Luke Glass, vice president and general manager of ListHub, said brokers can access information about all of the sites they are syndicating listings to through ListHub, and obtain metrics about the traffic and exposure the sites generate for their listings.
But Glass acknowledged that brokers can opt in with a single click without familiarizing themselves with all of the sites. ListHub works with more than 50 national companies brokers can choose to send listings to, and the ListHub network includes more than 500 websites.
"When we first launched, ‘list all’ wasn’t part of the program, but a lot of brokers said ‘I don’t want to read (about) all of these," so ListHub began providing a one-click opt-in function to syndicate listings to the entire network, he said.
Glass said ListHub is about to roll out a new criteria-based selection tool that will allow MLSs and brokerages to choose which sites they want to send listings to based on the features they offer. MLSs and brokers might choose to only send listings to sites that do no re-syndicate listing data, he said, or which provide detailed metrics reports, or promise timely removal of expired listings.
"We’re changing the paradigm, so instead of picking publishers, you pick the rules you believe in," Glass said of the new selection tool the company plans to introduce this month.
After choosing sites to syndicate listings to based on selection criteria, MLSs and brokers will still have the ability to select additional sites that may not fit those rules.
"They may get down to seven or eight sites (using the selection criteria), and say, there are a few others that don’t my criteria. They can override and add sites that don’t fit."

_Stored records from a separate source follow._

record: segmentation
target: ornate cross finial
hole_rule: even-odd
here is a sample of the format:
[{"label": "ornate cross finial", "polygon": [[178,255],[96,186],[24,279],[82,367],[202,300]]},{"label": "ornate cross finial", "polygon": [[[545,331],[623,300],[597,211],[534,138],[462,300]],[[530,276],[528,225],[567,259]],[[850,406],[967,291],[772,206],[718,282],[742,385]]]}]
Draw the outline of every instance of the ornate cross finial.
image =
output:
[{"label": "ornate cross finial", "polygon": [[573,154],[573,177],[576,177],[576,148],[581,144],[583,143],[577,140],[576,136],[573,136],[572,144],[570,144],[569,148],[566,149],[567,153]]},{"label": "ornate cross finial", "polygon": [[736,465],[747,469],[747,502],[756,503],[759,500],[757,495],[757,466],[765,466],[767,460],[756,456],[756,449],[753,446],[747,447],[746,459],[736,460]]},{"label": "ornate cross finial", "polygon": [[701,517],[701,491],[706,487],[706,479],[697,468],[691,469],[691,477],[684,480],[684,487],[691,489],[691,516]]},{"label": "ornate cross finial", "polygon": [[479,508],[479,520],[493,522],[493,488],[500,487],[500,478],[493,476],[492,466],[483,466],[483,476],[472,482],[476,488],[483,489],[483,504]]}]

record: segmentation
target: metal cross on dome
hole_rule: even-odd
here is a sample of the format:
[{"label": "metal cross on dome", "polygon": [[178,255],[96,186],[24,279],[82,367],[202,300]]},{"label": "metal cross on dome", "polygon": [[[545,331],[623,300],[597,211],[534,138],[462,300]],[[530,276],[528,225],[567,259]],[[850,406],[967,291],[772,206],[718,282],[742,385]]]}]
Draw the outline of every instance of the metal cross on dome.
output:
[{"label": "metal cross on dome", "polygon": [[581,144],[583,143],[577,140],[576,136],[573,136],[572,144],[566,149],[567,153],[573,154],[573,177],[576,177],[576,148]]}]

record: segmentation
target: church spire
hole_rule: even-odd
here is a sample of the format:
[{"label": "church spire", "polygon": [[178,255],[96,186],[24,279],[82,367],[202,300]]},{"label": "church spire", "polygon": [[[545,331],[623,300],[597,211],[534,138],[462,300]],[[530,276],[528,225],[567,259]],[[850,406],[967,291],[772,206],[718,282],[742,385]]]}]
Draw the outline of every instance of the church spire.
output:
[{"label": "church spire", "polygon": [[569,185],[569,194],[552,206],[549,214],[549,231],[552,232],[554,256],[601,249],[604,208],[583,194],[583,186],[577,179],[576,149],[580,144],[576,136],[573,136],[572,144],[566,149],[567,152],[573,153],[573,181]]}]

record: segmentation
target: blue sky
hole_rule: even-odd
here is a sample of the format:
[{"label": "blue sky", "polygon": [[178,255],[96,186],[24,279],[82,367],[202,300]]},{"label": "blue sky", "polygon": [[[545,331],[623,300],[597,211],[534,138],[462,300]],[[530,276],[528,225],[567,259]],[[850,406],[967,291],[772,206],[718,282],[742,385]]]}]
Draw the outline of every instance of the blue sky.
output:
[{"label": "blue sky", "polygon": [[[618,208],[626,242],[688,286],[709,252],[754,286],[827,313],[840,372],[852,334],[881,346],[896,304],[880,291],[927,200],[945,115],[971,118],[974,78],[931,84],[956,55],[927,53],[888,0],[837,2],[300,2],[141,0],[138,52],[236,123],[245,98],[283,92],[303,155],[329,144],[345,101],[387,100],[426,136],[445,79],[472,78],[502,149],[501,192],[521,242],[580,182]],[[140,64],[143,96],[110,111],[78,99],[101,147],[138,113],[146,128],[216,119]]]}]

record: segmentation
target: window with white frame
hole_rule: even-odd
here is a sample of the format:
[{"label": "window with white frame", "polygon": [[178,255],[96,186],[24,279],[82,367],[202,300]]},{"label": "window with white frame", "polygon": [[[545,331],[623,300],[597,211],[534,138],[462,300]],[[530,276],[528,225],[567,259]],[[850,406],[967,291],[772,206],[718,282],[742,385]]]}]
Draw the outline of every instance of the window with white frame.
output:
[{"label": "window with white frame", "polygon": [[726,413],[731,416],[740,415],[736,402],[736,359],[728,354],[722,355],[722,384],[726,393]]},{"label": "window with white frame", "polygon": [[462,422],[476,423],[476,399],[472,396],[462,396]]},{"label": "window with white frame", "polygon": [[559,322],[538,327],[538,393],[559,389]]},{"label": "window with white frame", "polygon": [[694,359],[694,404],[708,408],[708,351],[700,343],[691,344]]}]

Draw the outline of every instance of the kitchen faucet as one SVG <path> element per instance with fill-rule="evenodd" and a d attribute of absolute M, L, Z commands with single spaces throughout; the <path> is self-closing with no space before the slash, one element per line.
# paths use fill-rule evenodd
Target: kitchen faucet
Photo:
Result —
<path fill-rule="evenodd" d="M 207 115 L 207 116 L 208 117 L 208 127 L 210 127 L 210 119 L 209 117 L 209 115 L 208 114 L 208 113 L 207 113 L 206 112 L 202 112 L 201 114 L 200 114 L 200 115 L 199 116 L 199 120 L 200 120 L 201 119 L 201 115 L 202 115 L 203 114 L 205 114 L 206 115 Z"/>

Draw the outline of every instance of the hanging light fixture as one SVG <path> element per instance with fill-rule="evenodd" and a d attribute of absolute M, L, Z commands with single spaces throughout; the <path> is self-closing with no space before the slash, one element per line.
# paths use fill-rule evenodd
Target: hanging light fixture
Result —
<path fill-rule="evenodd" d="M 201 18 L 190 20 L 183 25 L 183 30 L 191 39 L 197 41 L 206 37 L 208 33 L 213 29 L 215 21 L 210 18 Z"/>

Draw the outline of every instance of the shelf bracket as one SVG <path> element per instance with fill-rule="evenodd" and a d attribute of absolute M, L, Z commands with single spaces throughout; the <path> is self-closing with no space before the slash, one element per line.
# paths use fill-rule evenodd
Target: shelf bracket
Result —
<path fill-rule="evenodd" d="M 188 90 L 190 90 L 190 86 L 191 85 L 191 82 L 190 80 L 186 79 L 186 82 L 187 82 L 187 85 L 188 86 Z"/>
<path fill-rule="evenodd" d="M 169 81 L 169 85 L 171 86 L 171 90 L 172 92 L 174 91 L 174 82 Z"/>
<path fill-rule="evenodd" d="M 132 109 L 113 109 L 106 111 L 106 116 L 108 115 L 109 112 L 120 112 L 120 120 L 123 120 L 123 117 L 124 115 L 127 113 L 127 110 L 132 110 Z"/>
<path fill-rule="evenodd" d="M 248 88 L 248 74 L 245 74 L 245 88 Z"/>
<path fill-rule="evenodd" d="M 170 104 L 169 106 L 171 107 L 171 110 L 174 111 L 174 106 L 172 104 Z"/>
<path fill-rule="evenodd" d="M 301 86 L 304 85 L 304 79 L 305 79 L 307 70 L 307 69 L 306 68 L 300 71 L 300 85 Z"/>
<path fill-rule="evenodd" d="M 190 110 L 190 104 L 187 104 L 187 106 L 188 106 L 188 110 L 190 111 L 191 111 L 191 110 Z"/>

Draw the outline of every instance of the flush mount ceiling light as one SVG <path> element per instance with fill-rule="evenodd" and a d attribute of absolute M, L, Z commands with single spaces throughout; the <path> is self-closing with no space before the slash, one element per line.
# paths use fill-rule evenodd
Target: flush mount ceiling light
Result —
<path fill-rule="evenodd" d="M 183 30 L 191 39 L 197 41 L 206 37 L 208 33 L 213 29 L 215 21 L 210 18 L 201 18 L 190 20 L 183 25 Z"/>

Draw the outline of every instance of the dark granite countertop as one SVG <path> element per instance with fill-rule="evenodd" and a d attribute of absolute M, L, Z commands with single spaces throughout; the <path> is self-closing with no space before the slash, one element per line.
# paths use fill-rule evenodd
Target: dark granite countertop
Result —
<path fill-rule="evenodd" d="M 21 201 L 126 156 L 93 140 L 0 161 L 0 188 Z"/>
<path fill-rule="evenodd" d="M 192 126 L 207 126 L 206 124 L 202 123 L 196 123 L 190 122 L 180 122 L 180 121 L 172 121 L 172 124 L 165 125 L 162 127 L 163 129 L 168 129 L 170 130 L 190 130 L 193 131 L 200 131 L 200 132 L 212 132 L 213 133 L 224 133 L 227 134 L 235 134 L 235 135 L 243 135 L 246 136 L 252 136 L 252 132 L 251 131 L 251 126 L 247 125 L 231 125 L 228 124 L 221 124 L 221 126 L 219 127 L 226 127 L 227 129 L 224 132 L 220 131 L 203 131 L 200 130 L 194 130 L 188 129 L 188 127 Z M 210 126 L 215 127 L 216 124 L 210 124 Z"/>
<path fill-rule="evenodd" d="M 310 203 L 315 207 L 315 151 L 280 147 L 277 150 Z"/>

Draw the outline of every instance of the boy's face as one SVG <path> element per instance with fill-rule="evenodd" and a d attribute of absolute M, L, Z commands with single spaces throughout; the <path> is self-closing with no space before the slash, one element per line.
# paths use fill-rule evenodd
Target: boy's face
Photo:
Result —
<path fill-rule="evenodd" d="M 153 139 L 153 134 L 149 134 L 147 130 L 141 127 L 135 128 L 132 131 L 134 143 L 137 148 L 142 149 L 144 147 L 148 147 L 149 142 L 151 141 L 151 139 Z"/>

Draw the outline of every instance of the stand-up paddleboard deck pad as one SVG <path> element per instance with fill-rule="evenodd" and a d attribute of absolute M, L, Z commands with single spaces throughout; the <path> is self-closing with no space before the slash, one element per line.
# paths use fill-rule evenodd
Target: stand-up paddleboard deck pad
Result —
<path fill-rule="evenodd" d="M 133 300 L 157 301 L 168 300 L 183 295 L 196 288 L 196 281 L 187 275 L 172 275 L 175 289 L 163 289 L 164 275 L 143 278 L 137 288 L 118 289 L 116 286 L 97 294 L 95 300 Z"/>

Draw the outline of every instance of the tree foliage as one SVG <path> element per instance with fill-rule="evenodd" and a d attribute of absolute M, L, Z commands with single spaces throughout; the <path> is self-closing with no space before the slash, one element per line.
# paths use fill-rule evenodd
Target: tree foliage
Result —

Because features like the look and feel of a site and how well leads convert are more subjective, ListHub will also allow users to rate listing portals, using a five-star rating system. Users will have the ability to sort listing portals by ratings.
ListHub will also allow MLSs to award an "MLS preferred" designation to listing portals that they feel have adopted "best practices" for their members.
Glass said the new selection tools will help make publishers aware of what’s important to MLSs, brokers and agents.
"My view is that the exchange of value is listings for exposure," Glass said. "The listings are the fuel in that equation. I think that any publisher that sees their fuel decrease will have a much stronger impetus to fill the holes where they are not fitting a certain criteria."
Like Realtor.com’s Samuelson, Glass said the debate over listing syndication has not had an impact on ListHub’s business.
ListHub is adding 600 to 700 brokers a month, he said, a rate that’s unchanged in the last 18 months. Only a tiny fraction of ListHub’s 43,000-plus broker clients have "turned things off" in the last three to four months.
"We’re talking less than 10," Glass said. "There has not been a watershed behind the scenes. The only ones (to stop syndicating) are the same ones that everyone has read about."